Calabrese bias correction (Maximum likelihood) #28

damariszurell · 2018-05-04T08:55:22Z

Dear Sylvain,

we were looking at your package recently as we were interested whether anybody has implemented the bias correction in MEMs proposed by Calabrese et al. 2014. However, when looking at your code, this does not seem to implement the procedure as described by Calabrese, unless I am completely misinterpreting your code. Your code:

if (method == "MaximumLikelihood") {
# Maximum likelihood (Calabrese et al, 2014)
if (verbose)
cat("\n Local species richness computed by maximum likelihood adjustment. \n")
diversity.map <- mapDiversity(obj, method = 'bSSDM',
verbose = FALSE)$diversity.map
Richness <- .richness(obj)
SSDM_Richness <- values(mask(diversity.map, Richness))
SSDM_Richness <- SSDM_Richness[-which(is.na(SSDM_Richness))]
Richness <- values(Richness)
Richness <- Richness[-which(is.na(Richness))]
fit <- lm(Richness ~ SSDM_Richness)
a <- fit$coefficients[1]
b <- fit$coefficients[2]
diversity.map <- a + b * diversity.map
}

Your code seems to simply regress observed against predicted richness and then uses the LM coefficients to correct occurrence probabilities. This seems different from what Calabrese et al. suggested: 1) logit-transform the occurrence probabilities, 2) apply additive adjustment that depends on richness, 3) then inverse-logit-transform back to probability scale. The adjustment parameters are estimated via maximum likelihood (using the package poibin), identifying the set of adjustment parameters that maximises the probability of the site-specific species richness given the adjusted occurrence probabilities (which depend on the original occurrence probabilities and on the adjustment parameters). Unless I am completely mistaken, this is not what your code is doing?

Best, Damaris

sylvainschmitt · 2018-05-14T14:17:01Z

Dear Damaris,

First thank you for your code review and all my apologies for the mistake. In fact, the Calabrese method was just implemented at the end after a reviewer of the article ask for it and has not been reviewed nor tested in detail.
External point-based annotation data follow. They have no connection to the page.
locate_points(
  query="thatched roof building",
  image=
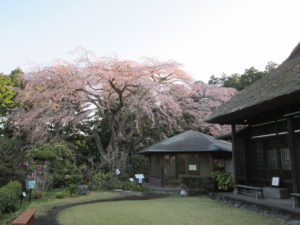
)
(269, 111)
(188, 153)
(277, 89)
(189, 141)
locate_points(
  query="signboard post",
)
(31, 183)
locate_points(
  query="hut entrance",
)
(170, 169)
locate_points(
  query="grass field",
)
(173, 210)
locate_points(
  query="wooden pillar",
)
(149, 166)
(234, 153)
(293, 153)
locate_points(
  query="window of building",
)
(285, 158)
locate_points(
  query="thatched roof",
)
(189, 141)
(276, 89)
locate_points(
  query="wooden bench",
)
(26, 218)
(259, 190)
(295, 196)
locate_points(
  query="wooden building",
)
(268, 145)
(188, 153)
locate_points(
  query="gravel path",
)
(51, 217)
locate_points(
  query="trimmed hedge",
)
(197, 184)
(10, 197)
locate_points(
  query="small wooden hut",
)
(269, 112)
(190, 152)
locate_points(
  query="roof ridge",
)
(295, 53)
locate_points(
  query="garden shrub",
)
(53, 163)
(197, 184)
(73, 190)
(102, 181)
(60, 195)
(36, 194)
(224, 179)
(74, 179)
(10, 196)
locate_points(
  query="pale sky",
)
(206, 36)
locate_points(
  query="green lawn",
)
(173, 210)
(45, 204)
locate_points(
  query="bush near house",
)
(10, 196)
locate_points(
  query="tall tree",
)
(7, 94)
(240, 81)
(116, 103)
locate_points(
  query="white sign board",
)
(275, 181)
(139, 177)
(192, 167)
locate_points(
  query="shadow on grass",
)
(51, 216)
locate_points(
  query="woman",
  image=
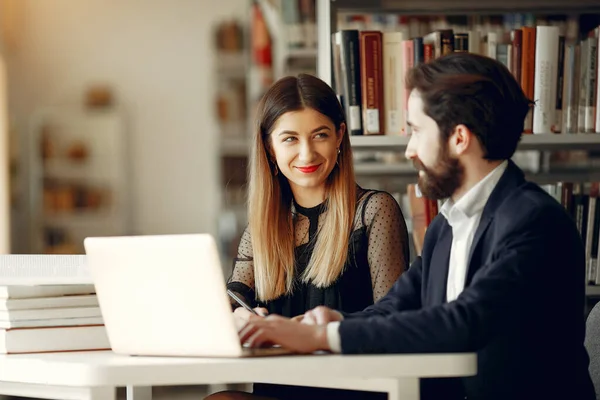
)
(314, 237)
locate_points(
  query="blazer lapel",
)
(440, 260)
(511, 179)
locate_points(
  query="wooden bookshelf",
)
(550, 141)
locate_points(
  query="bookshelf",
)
(547, 142)
(553, 158)
(79, 178)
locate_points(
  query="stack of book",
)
(48, 303)
(50, 318)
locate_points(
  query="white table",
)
(95, 375)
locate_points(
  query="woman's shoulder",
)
(371, 201)
(374, 198)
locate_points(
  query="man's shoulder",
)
(529, 201)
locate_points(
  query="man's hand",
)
(274, 329)
(321, 316)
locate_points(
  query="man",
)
(502, 267)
So I would not be surprised of such a mistake and again I apologize. I kind of lack of time right now but effectively what the code does is using the linear model coefficients to correct occurrence probabilities. So if you have the time, I would be glad to review a pull request from you to do the correction. If not I will try to correct it but latter.

Best,

Sylvain

damariszurell · 2018-05-15T18:15:15Z

Dear Sylvain,

thanks for your response. I am not actually using your package as I have my own class of models that is not transformed easily into your objects. Thus, pulling and changing your code is impractical for me. Anyway, I find it important that the method is revised and people do not mistake it for the actual Calabrese correction.
I can send you my code for the correction that you could adapt. I checked with Justin Calabrese that it does the right thing. Justin's code is actually slightly faster, but I don't feel legitimate to post it here.

Best, Damaris

#--------------------------------------------------
# helper functions and maximum likelihood function:
logit = function(x) {x=ifelse(x<0.0001,0.0001,ifelse(x>0.9999,.9999,x));   ;log(x/(1 - x))}

invlogit = function(x) {exp(x)/(1+exp(x))}

nLL.Calabrese <- function(par,sr,probs) {
	require(poibin)
	
	bysite <- function(j) {
		logit.probs <- logit(as.numeric(probs[j,]))
		corr.probs <- invlogit( logit.probs + par[1]*sr[j] + par[2] )
		log(dpoibin(sr[j],as.numeric(corr.probs)))
	}
	- sum(sapply(seq_len(length(sr)),bysite)) 	# optim will perform minimization but we aim for maximum likelihood and thus invert
	}

#-----------------------------------------
# find the maximum likelihood estimates for adjustment parameters:
adj.par <- optim(par=c(0,0), fn=nLL.Calabrese, sr=obs.sr, probs=pred.prob) 
# pred.prob is a  site-by-species data.frame of occurrence probabilities
# obs.sr is a vector of species richness

# adjust the predicted probabilities and stack:
corr.sr <- rowSums(apply(pred.prob,2,FUN=function(x){invlogit(logit(x)+adj.par$par[1]*obs.sr+adj.par$par[2])}))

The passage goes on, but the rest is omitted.